# Spam Email Classification Model

In [1]:
# importing system libraries
from os import walk
from pathlib import Path
from string import punctuation
from random import shuffle
from collections import Counter

# importing additional libraries
import pandas as pd
import sklearn as sk
import nltk

In [2]:
# Read the whole data from the Enron Dataset into a variable allData.
rawpath = r"/kaggle/input/enron-spam/"
path = Path(rawpath)
pathwalk = walk(path)

allHamData, allSpamData = [], []
for root, dr, file in pathwalk:
    if 'ham' in str(file):
        for obj in file:
            with open(root + '/' + obj, encoding='latin1') as ip:
                allHamData.append(" ".join(ip.readlines()))
                
    elif 'spam' in str(file):
        for obj in file:
            with open(root + '/' + obj, encoding='latin1') as ip:
                allSpamData.append(" ".join(ip.readlines()))

In [3]:
# remove all redundent data
allHamData = list(set(allHamData))
allSpamData = list(set(allSpamData))

In [4]:
# get an overview of the data
print("number of ham emails:", len(allHamData))
print("number of spam emails:", len(allSpamData))

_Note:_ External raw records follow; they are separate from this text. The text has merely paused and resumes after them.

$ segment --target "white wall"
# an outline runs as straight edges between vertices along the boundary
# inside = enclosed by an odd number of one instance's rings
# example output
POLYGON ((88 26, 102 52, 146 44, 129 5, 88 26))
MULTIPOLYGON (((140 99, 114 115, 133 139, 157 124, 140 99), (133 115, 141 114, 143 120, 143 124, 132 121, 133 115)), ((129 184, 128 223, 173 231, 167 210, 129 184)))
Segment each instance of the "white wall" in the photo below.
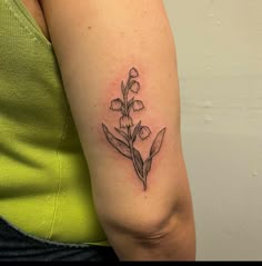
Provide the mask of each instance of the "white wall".
POLYGON ((198 260, 262 259, 262 0, 164 0, 198 260))

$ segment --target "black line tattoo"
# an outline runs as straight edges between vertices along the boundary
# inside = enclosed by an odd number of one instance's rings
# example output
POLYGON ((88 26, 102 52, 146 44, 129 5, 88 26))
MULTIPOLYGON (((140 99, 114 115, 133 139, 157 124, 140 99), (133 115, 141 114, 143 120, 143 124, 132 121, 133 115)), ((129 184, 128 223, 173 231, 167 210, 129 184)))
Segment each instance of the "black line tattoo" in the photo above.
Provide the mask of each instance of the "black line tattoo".
POLYGON ((134 97, 129 99, 129 92, 138 93, 140 90, 140 82, 135 80, 138 77, 138 70, 131 68, 127 83, 124 85, 123 81, 121 82, 122 99, 117 98, 111 101, 110 109, 122 114, 119 119, 119 127, 114 128, 122 138, 119 139, 114 137, 104 124, 102 124, 102 129, 111 146, 113 146, 113 148, 115 148, 121 155, 132 160, 135 174, 142 181, 143 189, 147 190, 147 180, 149 171, 151 170, 152 159, 160 151, 165 128, 157 135, 150 148, 149 157, 143 160, 141 154, 134 147, 134 141, 138 136, 142 140, 147 139, 150 136, 151 130, 147 126, 141 126, 141 121, 139 121, 137 126, 133 125, 132 117, 130 116, 131 110, 140 111, 144 109, 143 101, 135 100, 134 97))

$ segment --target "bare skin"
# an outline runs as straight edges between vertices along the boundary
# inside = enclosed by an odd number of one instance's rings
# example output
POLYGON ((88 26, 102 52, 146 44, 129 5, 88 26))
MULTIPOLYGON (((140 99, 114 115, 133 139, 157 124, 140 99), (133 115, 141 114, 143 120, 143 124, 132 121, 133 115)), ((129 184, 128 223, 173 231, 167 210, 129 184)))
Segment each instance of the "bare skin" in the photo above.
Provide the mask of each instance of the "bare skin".
MULTIPOLYGON (((194 260, 195 231, 180 135, 175 47, 162 1, 23 0, 23 3, 44 36, 52 40, 89 161, 95 210, 118 256, 122 260, 194 260), (120 145, 109 132, 119 119, 112 111, 119 108, 119 85, 125 81, 131 68, 139 70, 139 76, 134 70, 131 76, 138 76, 141 83, 141 93, 135 99, 143 100, 148 108, 138 119, 133 110, 142 110, 143 104, 137 102, 135 107, 133 102, 132 118, 137 124, 142 119, 142 138, 150 132, 147 126, 153 132, 147 137, 148 142, 143 141, 147 147, 138 147, 142 160, 135 160, 132 144, 127 142, 127 145, 120 145), (155 136, 163 129, 167 132, 158 135, 161 138, 157 137, 157 142, 161 145, 157 147, 155 136), (142 175, 139 162, 145 165, 154 155, 152 169, 144 167, 142 175)), ((122 114, 118 128, 122 131, 128 124, 132 126, 127 116, 130 99, 125 98, 125 116, 122 114)), ((130 140, 130 128, 127 130, 130 140)))

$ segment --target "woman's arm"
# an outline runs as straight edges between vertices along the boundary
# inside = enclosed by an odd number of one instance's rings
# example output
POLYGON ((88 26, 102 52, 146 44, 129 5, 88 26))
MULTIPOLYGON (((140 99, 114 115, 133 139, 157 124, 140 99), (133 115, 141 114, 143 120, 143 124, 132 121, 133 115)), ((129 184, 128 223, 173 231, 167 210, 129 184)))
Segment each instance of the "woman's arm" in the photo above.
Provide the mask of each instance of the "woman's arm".
POLYGON ((100 221, 121 259, 195 258, 175 49, 160 0, 42 0, 100 221))

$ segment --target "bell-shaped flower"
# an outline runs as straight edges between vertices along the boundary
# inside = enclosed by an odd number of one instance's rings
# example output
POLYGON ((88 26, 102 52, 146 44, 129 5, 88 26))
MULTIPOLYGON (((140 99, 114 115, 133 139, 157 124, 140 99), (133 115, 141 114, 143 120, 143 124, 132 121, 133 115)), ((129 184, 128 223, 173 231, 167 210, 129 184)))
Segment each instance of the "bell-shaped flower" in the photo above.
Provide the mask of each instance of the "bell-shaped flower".
POLYGON ((143 101, 141 100, 135 100, 132 105, 134 111, 140 111, 144 108, 143 101))
POLYGON ((110 109, 113 111, 121 111, 122 106, 123 106, 122 100, 120 98, 118 98, 118 99, 114 99, 111 101, 110 109))
POLYGON ((138 93, 140 90, 140 83, 138 81, 134 81, 130 88, 134 93, 138 93))
POLYGON ((145 138, 148 138, 148 137, 150 136, 150 134, 151 134, 151 130, 150 130, 149 127, 147 127, 147 126, 140 127, 140 129, 139 129, 139 137, 140 137, 142 140, 144 140, 145 138))
POLYGON ((139 77, 138 70, 135 68, 131 68, 130 71, 129 71, 129 77, 131 77, 131 78, 139 77))
POLYGON ((128 116, 122 116, 120 117, 120 128, 127 128, 127 127, 132 127, 133 126, 133 120, 131 117, 128 116))

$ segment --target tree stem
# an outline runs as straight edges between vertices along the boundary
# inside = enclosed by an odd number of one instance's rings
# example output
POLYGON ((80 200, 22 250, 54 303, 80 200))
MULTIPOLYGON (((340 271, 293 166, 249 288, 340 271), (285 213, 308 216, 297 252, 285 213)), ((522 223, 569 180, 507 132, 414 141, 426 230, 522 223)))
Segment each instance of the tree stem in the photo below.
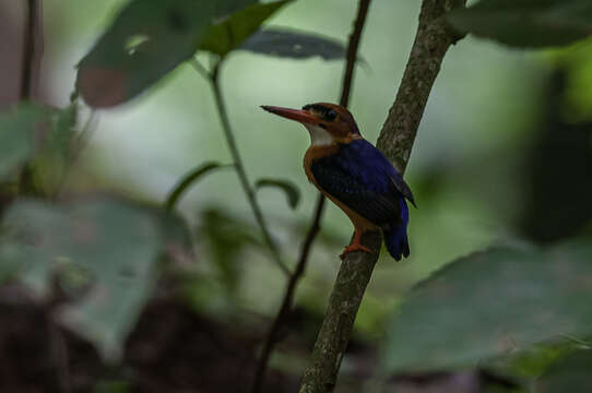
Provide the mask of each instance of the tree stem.
MULTIPOLYGON (((366 22, 366 15, 368 14, 369 5, 370 0, 359 1, 357 16, 354 22, 354 28, 352 29, 352 34, 350 35, 340 98, 340 105, 343 107, 347 107, 347 104, 350 102, 357 51, 359 48, 362 32, 364 29, 364 24, 366 22)), ((277 311, 277 314, 275 315, 271 329, 265 337, 265 343, 263 344, 263 349, 257 364, 251 393, 260 392, 263 386, 263 380, 265 377, 265 371, 268 369, 269 359, 271 357, 271 354, 273 353, 275 344, 277 343, 277 333, 283 325, 284 319, 287 318, 293 307, 294 294, 296 293, 298 282, 304 276, 304 273, 306 271, 306 264, 308 262, 310 251, 312 250, 312 243, 315 242, 315 239, 321 228, 321 217, 324 210, 324 195, 319 192, 319 199, 317 200, 317 206, 315 207, 315 213, 312 216, 312 224, 310 224, 310 227, 308 228, 305 240, 303 242, 303 247, 300 249, 300 257, 298 258, 298 263, 296 264, 296 270, 288 279, 284 294, 284 299, 282 300, 282 306, 280 307, 280 311, 277 311)))
MULTIPOLYGON (((446 24, 443 14, 464 0, 424 0, 419 25, 407 67, 377 147, 404 172, 429 93, 450 47, 460 37, 446 24)), ((347 348, 359 305, 380 252, 378 233, 365 234, 362 243, 374 253, 351 252, 341 264, 323 324, 299 393, 332 392, 347 348)))
MULTIPOLYGON (((197 60, 193 60, 192 64, 196 69, 202 68, 201 64, 197 62, 197 60)), ((221 67, 221 63, 218 62, 212 70, 212 73, 210 75, 210 81, 212 82, 212 90, 214 92, 214 99, 215 99, 216 108, 220 115, 220 120, 222 122, 222 129, 224 130, 224 135, 226 136, 228 148, 230 150, 230 155, 233 156, 233 162, 236 168, 236 172, 238 175, 238 179, 240 180, 240 184, 242 186, 242 190, 245 191, 245 194, 247 195, 247 201, 249 202, 249 205, 251 206, 254 218, 257 219, 257 223, 259 224, 259 227, 261 228, 261 233, 263 234, 263 240, 268 245, 277 266, 284 272, 284 274, 289 276, 291 272, 287 269, 284 261, 282 260, 280 250, 277 249, 277 246, 275 245, 275 242, 273 241, 273 238, 271 237, 271 234, 268 229, 268 225, 265 223, 265 218, 263 217, 261 207, 259 206, 259 203, 256 199, 254 190, 252 189, 251 183, 249 182, 249 178, 247 176, 247 171, 245 170, 242 158, 240 157, 240 153, 238 152, 238 147, 236 145, 236 140, 233 133, 233 129, 228 120, 226 104, 224 102, 222 90, 220 87, 220 67, 221 67)))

number of ham emails: 15910
number of spam emails: 14583


# NLTK's Naive Bayes Classifier

In [5]:
# creating a preprocessing function
# to tokenize and lemmatize the data using NLTK library
def preprocess(data):
    # tokenization
    tokens = nltk.word_tokenize(data)
    tokens = [w.lower() for w in tokens if w.isalpha()]

    # finding uncommon words
    cnt = Counter(tokens)
    uncommons = cnt.most_common()[:-int(len(cnt)*0.1):-1]
    
    # listing stopwords from NLTK
    stops = set(nltk.corpus.stopwords.words('english'))

    # removing stop words and uncommon words
    tokens = [w for w in tokens if (w not in stops and w not in uncommons)]

    # lemmatization
    lemmatizer = nltk.WordNetLemmatizer()
    tokens = [lemmatizer.lemmatize(w) for w in tokens]

    return tokens

In [6]:
# tokenize and lemmatize the data
allHamDataProcessed = [preprocess(data) for data in allHamData]
allSpamDataProcessed = [preprocess(data) for data in allSpamData]

# create a feature from this data by combining it, called X
X = allHamDataProcessed + allSpamDataProcessed

# create a label array called y to differenciate between spam and ham
# True will denote it as spam, and False will denote ham
y = [False]*len(allHamDataProcessed) + [True]*len(allSpamDataProcessed)

In [7]:
# Creating a dataframe out of the processed data
dataframeProcessed = pd.DataFrame({"email": X, "label": y})

# Get an overview of the processed data
print(dataframeProcessed.head())

                                               email  label
0  [subject, million, dollar, content, louise, tr...  False
1  [subject, mitsubishi, turbine, louise, spoke, ...  False
2  [subject, start, date, hourahead, hour, start,...  False
3  [subject, enpwer, eol, data, eol, deal, enpowe...  False
4  [subject, caiso, notice, upcoming, mif, stakeh...  False


In [8]:
# Splitting the data into (X, y) with train:test = 70:30
X, y = dataframeProcessed["email"], dataframeProcessed["label"]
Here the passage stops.